Re: [PATCH v5 0/6] task work optimization

Pavel Begunkov <asml.silence@xxxxxxxxx> · Wed, 24 Nov 2021 21:41:10 +0000

On 11/24/21 12:21, Hao Xu wrote:
v4->v5
- change the implementation of merge_wq_list

They only concern I had was about 6/6 not using inline completion
infra, when it's faster to grab ->uring_lock. i.e.
io_submit_flush_completions(), which should be faster when batching
is good.

Looking again through the code, the only user is SQPOLL

io_req_task_work_add(req, !!(req->ctx->flags & IORING_SETUP_SQPOLL));

And with SQPOLL the lock is mostly grabbed by the SQPOLL task only,
IOW for pure block rw there shouldn't be any contention.
Doesn't make much sense, what am I missing?
How many requests are completed on average per tctx_task_work()?

It doesn't apply to for-5.17/io_uring, here is a rebase:
https://github.com/isilence/linux.git haoxu_tw_opt
link: https://github.com/isilence/linux/tree/haoxu_tw_opt

With that first 5 patches look good, so for them:
Reviewed-by: Pavel Begunkov <asml.silence@xxxxxxxxx>

but I still don't understand how 6/6 is better. Can it be because of
indirect branching?
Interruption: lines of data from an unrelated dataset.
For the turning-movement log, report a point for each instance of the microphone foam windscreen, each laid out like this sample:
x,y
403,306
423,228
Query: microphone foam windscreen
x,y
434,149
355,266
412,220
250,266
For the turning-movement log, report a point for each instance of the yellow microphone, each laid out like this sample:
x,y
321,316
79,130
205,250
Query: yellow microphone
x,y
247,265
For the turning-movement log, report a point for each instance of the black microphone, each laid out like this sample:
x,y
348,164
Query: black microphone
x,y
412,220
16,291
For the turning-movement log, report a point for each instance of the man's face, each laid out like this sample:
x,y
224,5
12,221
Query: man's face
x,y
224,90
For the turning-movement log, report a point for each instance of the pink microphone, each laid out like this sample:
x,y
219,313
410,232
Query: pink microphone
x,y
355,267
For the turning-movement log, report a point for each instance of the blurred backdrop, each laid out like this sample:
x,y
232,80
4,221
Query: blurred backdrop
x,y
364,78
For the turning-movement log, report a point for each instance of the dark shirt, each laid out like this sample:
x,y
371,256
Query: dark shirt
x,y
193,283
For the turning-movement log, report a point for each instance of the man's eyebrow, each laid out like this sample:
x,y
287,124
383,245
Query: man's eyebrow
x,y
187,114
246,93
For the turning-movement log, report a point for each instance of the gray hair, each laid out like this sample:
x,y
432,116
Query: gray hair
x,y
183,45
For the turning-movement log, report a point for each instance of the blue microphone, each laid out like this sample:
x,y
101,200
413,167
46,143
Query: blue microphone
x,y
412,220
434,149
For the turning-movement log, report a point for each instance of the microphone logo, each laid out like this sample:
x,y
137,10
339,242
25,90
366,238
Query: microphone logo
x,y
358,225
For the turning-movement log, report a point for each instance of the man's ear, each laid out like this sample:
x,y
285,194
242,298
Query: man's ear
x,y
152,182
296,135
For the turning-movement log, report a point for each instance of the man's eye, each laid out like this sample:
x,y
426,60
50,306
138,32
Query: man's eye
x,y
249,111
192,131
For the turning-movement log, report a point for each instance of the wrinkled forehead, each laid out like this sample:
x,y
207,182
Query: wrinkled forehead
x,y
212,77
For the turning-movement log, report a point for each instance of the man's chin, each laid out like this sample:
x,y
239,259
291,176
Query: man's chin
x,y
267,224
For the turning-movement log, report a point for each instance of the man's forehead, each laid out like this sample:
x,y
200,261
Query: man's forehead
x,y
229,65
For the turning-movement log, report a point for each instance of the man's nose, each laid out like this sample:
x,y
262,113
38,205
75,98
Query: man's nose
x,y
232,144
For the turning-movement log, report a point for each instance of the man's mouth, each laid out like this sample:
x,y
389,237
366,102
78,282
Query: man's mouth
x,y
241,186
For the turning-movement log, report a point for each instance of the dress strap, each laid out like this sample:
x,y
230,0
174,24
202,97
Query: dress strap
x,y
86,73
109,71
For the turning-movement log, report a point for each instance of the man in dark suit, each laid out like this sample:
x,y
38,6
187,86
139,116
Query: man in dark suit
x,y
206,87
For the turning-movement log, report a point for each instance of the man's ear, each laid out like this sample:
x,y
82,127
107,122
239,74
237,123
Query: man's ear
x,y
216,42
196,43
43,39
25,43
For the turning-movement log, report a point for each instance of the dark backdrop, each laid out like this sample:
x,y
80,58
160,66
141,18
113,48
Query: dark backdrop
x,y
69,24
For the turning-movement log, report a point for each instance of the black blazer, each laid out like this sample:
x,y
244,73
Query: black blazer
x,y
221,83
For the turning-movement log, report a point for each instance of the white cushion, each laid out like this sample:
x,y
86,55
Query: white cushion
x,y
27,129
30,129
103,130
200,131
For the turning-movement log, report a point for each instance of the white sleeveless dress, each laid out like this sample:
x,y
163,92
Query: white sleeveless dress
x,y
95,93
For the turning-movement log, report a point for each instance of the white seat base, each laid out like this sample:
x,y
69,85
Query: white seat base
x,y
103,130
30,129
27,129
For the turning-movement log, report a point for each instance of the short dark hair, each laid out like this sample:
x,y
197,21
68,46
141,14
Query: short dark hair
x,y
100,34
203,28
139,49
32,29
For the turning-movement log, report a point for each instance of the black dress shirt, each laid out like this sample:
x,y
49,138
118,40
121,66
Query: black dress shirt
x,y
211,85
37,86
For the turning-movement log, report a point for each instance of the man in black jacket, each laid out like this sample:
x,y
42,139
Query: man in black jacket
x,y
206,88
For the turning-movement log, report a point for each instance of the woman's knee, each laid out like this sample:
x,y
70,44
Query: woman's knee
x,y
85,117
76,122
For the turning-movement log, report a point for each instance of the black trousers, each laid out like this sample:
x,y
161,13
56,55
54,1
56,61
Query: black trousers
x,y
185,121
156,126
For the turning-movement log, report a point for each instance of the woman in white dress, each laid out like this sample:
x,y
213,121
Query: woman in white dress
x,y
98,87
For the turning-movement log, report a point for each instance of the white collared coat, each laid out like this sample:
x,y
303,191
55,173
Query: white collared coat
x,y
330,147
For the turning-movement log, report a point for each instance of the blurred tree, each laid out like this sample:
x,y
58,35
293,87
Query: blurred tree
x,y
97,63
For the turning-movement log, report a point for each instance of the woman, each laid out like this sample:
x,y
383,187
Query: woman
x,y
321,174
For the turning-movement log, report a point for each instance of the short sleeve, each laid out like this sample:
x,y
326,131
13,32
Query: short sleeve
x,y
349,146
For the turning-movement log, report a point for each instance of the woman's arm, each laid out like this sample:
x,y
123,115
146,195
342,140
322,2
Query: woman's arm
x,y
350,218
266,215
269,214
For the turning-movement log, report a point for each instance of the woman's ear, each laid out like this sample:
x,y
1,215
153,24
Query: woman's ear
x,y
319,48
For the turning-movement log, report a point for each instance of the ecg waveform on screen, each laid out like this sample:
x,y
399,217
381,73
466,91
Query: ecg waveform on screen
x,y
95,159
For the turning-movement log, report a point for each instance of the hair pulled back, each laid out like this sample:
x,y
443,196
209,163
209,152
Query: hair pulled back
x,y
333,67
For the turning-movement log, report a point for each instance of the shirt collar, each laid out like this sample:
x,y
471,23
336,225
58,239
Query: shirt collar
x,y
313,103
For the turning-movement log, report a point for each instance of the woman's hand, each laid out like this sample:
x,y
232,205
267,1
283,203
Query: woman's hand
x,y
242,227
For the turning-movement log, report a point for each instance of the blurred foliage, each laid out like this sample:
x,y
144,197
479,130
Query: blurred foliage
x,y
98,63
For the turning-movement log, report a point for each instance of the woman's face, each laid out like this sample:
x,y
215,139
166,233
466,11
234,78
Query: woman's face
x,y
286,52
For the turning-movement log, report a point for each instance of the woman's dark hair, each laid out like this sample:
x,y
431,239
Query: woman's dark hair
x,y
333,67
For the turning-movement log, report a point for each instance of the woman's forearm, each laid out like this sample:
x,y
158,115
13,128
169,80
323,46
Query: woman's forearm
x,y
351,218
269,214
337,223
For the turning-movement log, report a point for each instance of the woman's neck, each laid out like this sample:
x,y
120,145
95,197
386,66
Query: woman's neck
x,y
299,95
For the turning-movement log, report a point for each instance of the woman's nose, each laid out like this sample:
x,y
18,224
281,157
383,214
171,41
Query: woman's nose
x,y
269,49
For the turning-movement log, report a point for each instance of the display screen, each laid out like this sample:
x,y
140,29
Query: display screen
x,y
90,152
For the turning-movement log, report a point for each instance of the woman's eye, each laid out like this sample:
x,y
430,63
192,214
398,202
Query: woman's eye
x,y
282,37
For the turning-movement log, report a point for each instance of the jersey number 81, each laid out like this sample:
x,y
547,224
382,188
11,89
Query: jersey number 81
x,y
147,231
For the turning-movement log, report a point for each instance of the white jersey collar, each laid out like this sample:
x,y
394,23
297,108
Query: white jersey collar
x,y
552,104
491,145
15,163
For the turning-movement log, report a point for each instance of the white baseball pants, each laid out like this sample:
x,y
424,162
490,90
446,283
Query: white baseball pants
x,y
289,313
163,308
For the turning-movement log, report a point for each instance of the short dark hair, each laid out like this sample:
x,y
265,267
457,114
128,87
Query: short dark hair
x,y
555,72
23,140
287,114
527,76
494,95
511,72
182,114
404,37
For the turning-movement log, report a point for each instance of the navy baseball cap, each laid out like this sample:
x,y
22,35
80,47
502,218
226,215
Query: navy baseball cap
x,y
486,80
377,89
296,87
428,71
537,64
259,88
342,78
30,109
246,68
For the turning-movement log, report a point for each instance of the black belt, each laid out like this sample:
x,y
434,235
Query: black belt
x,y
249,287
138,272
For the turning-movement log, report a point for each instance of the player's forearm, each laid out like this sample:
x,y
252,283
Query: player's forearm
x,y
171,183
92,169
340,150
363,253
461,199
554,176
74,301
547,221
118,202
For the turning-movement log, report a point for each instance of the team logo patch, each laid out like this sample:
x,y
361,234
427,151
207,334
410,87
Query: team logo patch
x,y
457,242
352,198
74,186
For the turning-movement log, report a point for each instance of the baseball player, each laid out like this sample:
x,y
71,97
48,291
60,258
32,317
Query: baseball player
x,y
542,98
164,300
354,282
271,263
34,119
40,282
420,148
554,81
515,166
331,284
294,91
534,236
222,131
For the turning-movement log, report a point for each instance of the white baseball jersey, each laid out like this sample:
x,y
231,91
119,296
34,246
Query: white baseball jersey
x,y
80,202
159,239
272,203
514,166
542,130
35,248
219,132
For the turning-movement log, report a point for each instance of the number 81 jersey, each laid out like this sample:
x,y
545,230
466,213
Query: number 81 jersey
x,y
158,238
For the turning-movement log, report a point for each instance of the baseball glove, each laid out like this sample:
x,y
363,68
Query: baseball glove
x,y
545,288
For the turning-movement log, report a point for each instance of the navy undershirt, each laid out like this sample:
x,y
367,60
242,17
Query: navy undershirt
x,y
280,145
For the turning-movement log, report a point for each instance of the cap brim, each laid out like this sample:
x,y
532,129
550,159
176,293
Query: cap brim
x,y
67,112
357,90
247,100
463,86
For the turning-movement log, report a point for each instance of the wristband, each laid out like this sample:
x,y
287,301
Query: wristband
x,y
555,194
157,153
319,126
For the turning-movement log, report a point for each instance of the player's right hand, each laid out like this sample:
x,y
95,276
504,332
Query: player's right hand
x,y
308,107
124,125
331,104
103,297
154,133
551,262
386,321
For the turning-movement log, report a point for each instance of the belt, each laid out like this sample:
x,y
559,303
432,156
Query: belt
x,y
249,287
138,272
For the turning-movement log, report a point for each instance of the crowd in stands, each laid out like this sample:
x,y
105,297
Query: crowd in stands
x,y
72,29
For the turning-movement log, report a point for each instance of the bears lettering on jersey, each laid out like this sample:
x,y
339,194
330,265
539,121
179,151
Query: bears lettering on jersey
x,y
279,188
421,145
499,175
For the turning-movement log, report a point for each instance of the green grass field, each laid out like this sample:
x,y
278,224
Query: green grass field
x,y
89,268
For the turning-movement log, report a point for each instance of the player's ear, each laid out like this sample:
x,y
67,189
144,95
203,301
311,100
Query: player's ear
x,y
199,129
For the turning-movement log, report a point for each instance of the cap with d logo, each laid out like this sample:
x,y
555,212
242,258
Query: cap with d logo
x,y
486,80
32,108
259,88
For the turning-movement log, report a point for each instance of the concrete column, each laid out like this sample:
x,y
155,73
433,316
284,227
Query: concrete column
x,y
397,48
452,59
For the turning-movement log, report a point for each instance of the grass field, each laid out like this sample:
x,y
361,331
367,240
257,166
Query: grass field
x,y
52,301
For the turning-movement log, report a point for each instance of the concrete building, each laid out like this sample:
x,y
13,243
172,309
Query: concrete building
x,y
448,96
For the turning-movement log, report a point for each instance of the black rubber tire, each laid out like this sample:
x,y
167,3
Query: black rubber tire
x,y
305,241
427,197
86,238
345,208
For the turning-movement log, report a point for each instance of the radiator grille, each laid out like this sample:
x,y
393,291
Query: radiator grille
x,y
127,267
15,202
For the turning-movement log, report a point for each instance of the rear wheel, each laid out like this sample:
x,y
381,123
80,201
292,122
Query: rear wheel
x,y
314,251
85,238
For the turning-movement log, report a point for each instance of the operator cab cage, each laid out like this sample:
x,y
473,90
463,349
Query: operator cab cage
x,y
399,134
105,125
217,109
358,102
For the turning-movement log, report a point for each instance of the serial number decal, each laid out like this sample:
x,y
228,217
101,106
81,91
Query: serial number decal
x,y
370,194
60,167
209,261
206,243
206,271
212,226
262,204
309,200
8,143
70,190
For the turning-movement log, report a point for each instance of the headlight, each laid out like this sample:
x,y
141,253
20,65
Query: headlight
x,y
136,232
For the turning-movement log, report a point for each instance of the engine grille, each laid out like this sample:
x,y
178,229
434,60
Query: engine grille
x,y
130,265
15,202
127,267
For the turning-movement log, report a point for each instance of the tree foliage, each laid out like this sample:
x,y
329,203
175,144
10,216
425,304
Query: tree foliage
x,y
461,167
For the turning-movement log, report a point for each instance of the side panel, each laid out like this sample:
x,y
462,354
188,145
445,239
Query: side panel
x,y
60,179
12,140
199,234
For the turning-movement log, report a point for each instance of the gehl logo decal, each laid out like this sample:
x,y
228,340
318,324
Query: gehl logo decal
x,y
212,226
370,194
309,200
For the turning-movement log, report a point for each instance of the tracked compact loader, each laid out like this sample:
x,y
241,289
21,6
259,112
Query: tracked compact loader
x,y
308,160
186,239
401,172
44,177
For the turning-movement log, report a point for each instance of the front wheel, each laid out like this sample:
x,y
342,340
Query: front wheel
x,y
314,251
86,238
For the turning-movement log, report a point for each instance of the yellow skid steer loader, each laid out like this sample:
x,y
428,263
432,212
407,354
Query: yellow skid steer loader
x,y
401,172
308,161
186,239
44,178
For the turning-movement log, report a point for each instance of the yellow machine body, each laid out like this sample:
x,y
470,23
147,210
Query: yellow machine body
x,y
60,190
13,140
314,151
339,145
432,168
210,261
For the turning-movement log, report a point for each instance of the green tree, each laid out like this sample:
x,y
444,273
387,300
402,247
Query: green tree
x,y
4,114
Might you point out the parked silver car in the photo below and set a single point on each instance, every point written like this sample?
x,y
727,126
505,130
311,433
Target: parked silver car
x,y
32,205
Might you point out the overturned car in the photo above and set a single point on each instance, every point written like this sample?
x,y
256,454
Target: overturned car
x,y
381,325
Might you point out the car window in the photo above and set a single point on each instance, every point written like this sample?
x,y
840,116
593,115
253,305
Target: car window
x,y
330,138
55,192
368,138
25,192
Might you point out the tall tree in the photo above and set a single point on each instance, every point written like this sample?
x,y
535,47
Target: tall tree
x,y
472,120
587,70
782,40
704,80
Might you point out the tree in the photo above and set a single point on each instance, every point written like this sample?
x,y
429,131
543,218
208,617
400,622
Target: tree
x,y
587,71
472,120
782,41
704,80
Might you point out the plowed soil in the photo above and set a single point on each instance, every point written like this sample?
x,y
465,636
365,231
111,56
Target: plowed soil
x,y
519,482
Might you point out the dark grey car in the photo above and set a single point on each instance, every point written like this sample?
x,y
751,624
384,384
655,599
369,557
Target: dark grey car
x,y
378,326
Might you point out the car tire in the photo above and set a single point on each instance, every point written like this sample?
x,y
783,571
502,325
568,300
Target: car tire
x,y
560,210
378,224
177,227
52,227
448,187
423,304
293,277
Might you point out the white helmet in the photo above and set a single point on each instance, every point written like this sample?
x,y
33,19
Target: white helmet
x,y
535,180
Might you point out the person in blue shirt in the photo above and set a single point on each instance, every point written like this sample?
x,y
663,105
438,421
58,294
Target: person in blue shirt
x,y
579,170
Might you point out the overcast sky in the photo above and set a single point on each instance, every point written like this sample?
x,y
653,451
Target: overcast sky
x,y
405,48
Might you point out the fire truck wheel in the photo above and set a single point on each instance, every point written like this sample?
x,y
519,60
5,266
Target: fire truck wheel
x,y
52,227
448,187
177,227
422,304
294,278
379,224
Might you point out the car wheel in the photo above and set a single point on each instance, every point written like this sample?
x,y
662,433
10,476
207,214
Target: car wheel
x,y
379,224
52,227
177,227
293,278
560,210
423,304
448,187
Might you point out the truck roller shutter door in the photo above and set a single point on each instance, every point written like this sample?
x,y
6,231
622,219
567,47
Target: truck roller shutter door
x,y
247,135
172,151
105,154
E.g. would something like this give the result?

- req->io_task_work.func(req, locked);
+ INDIRECT_CALL_1(req->io_task_work.func, io_req_task_complete, req, locked);

Hao Xu (6):
   io-wq: add helper to merge two wq_lists
   io_uring: add a priority tw list for irq completion work
   io_uring: add helper for task work execution code
   io_uring: split io_req_complete_post() and add a helper
   io_uring: move up io_put_kbuf() and io_put_rw_kbuf()
   io_uring: batch completion in prior_task_list

  fs/io-wq.h    |  22 +++++++
  fs/io_uring.c | 158 +++++++++++++++++++++++++++++++++-----------------
  2 files changed, 128 insertions(+), 52 deletions(-)

--
Pavel Begunkov